What is that shadow casting object? If you type FreezeRendering in the console when the shadow gets cut off and move the camera, does whatever that object is show the same hard edge?

Yes, it’s an edge puzzle piece and it should have a hard edge on the shadow:


The pieces are not moving at all currently, but are created at runtime dynamically so need to use dynamic shadows.

If the shadow is meant to have hard edges and the pieces are created at runtime, it could be an issue with their bounding boxes and them switching between cascades based on the size of box. When you spawn them, could you set the bounding box size larger(individually or as a whole) as a test?

Edit: You could also enable the visualizer for bounding boxes in the viewport to verify

In this case, dynamic shadows (No distancefields) are your best option.

Oh sounds like a good idea. I didn’t realize the bounding box made a difference for shadows. That’s a part I haven’t got to yet so I’ll look into how it’s created and see. Currently there is either no collision bounds or it’s the same shape as the mesh. I’m not sure if you can visualize them for procedural meshes; there seems to be a lot of visualize things they don’t work with.

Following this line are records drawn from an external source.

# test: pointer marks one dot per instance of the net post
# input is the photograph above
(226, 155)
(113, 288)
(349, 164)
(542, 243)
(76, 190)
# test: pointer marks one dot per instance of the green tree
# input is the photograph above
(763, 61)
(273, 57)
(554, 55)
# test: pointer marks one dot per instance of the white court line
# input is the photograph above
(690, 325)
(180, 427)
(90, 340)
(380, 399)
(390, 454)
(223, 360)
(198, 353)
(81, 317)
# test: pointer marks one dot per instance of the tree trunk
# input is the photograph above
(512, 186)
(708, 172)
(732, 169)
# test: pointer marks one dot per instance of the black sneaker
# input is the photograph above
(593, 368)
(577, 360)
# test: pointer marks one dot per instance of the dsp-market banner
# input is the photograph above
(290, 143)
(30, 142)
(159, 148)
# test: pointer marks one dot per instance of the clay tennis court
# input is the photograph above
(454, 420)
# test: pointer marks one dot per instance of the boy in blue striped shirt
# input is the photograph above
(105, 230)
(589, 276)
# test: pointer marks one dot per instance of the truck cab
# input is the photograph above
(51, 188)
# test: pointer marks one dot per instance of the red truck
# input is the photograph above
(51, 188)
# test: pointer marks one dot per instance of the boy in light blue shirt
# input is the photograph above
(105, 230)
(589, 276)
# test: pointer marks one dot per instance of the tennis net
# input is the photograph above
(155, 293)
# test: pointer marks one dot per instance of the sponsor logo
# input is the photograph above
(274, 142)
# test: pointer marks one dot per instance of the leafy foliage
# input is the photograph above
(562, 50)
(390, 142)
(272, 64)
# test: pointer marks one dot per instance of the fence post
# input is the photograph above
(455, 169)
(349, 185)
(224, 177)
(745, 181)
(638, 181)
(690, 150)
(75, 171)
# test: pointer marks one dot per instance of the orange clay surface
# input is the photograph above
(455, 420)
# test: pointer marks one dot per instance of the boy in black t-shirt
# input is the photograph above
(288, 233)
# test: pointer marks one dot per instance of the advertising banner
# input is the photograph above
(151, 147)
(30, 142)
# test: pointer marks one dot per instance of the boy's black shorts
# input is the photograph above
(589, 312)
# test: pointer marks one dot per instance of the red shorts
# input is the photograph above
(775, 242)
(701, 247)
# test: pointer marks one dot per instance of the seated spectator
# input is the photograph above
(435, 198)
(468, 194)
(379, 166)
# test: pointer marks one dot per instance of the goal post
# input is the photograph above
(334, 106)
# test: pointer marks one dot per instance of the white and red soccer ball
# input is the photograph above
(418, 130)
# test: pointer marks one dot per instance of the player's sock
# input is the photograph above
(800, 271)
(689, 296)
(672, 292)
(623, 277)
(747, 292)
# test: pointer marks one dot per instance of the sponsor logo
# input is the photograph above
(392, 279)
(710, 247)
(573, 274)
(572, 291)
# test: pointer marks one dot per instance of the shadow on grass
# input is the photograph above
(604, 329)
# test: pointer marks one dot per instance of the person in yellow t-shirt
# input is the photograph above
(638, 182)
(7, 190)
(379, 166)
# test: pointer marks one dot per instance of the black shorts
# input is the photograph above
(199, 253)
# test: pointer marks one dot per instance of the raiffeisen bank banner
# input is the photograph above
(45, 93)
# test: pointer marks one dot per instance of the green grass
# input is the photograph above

The bounding box isn’t the collision bounds. It’s a part of the rendering of the mesh. If bounding box is smaller than the actual mesh, then pixels of the mesh are outside of the bounding box, and are not renderered correctly or are not rendered at all. That includes other aspects of the rendering of it, such as materials and shadows. It can result in blinking, jittering, and other artefacts such as shadow problems. That is one problem that can occur with bounding boxes, and there’s a visualizer for “Out of Bounds Pixels” under Show button. It’s separate from the bounding box visualizer.